Spain under Ferdinand and Isabella, France under the Valois, England under the Tudors, Russia under Ivan and Peter, Germany under Bismarck and Wilhelm—their careers are uncannily alike. First, a core state conquers the nation, then it uses its new muscle to strike out beyond. In turn, war abroad favours an even stronger state at home, which eliminates competing centres of power, monopolises loyalties and dismantles barriers to economic growth. The best example is revolutionary France. Attacked by the dynastic powers for ideological reasons, it was centralised by the Jacobins who dispatched aristocrats and liberals to the guillotine. Riding the nationalist fervour, they invented the force-multiplier of universal conscription, the levée en masse, that propelled Napoleon all the way to Moscow. In Stalin’s Russia and Hitler’s Germany, as well, totalitarian mobilisation was the child of war, and war was the father of the supreme state.

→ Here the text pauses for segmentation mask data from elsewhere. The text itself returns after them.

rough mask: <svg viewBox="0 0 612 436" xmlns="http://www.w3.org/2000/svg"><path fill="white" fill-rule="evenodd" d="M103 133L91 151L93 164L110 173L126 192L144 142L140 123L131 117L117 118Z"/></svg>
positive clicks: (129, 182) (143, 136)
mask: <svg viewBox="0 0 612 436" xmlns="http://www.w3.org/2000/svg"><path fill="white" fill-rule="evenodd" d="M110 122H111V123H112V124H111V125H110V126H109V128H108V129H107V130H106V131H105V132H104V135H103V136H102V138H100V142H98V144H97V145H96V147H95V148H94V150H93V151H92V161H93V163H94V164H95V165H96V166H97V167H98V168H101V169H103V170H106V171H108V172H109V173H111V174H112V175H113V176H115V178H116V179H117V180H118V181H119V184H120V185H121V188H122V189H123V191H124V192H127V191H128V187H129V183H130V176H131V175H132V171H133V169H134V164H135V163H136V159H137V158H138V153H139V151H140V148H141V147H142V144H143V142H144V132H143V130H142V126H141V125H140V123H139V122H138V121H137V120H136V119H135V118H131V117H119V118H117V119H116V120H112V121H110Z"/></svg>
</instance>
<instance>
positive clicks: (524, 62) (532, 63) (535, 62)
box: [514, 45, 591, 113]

That bloody journey has now come to an end in a Europe both pacified and democratised. Everybody now belongs to the same (secular) church. There is little left to fuel the next “dominant conflict.” But wait! The European saga reveals yet another pattern: the hegemonist always rings twice. Charles V of Spain, who stood at the beginning of the permanent conflict with France, was followed by Philip II, him of the armada, who took on England. Louis XIV of France, was followed by Napoleon, and Kaiser Wilhelm II by Adolf Hitler. By that reckoning, Russia, defeated in the cold war, should have another go. Will it?
Simms is a historian, not a soothsayer, and so his book ends on an appropriately agnostic note—with a series of questions. But the odds are that Europe’s career as arena and wellspring of history’s most consequential wars is over. The fires of ambition and ideology have burned out, and as long as the United States remains a power in Europe, it will provide security in situ, which its in-and-out forebear Britain would not do. Britain’s grand strategy was “offshore anti-hegemonism.” As Castlereagh, the foreign secretary who managed the coalition that defeated Napolean, put it in 1820: “We shall be found in our place when actual danger menaces the system of Europe; but this country cannot, and will not, act upon… principles of precaution.”
Today, Germany—Simms’s starring actor—is again number one on the Continent, but what a difference defeat and democracy have made! Prussia is gone, and so is the warrior culture that once thrust Hitler’s panzer armies to the gates of Cairo and Moscow. Chancellor Angela Merkel deploys only currency reserves, not battle-hardened shock troops. The EU is the “Holy Roman Empire of Democratic Nations,” that has made war inside Europe inconceivable. For sure, the old contest over the “constitution” of this empire has not ended, but it is peaceable to the point of boring. The contenders are the usual suspects: Britain, France and Germany. Yet there is no “tyrant,” as Churchill had it, on the horizon—the oppression by Brussels being confined to the curvature of cucumbers or the wattage of light bulbs.
How about Europe as such becoming a great power? Well, yes, if… If it acquired the character and clout of a real nation-state, with a democratic sovereign below and a legitimate ruler on top, with a European identity and culture, with a credible army and a global vocation. Europe has none of the above. Its leader is the Brussels Commission beholden to a feeble parliament. Its default language is English, and its pop culture American. Europe is happy and secure as it is. Never in the past 500 years has it enjoyed so much tranquillity. So why budge? As Napoleon’s mother Letizia famously mused: “Pourvu que ça dure”—provided it lasts.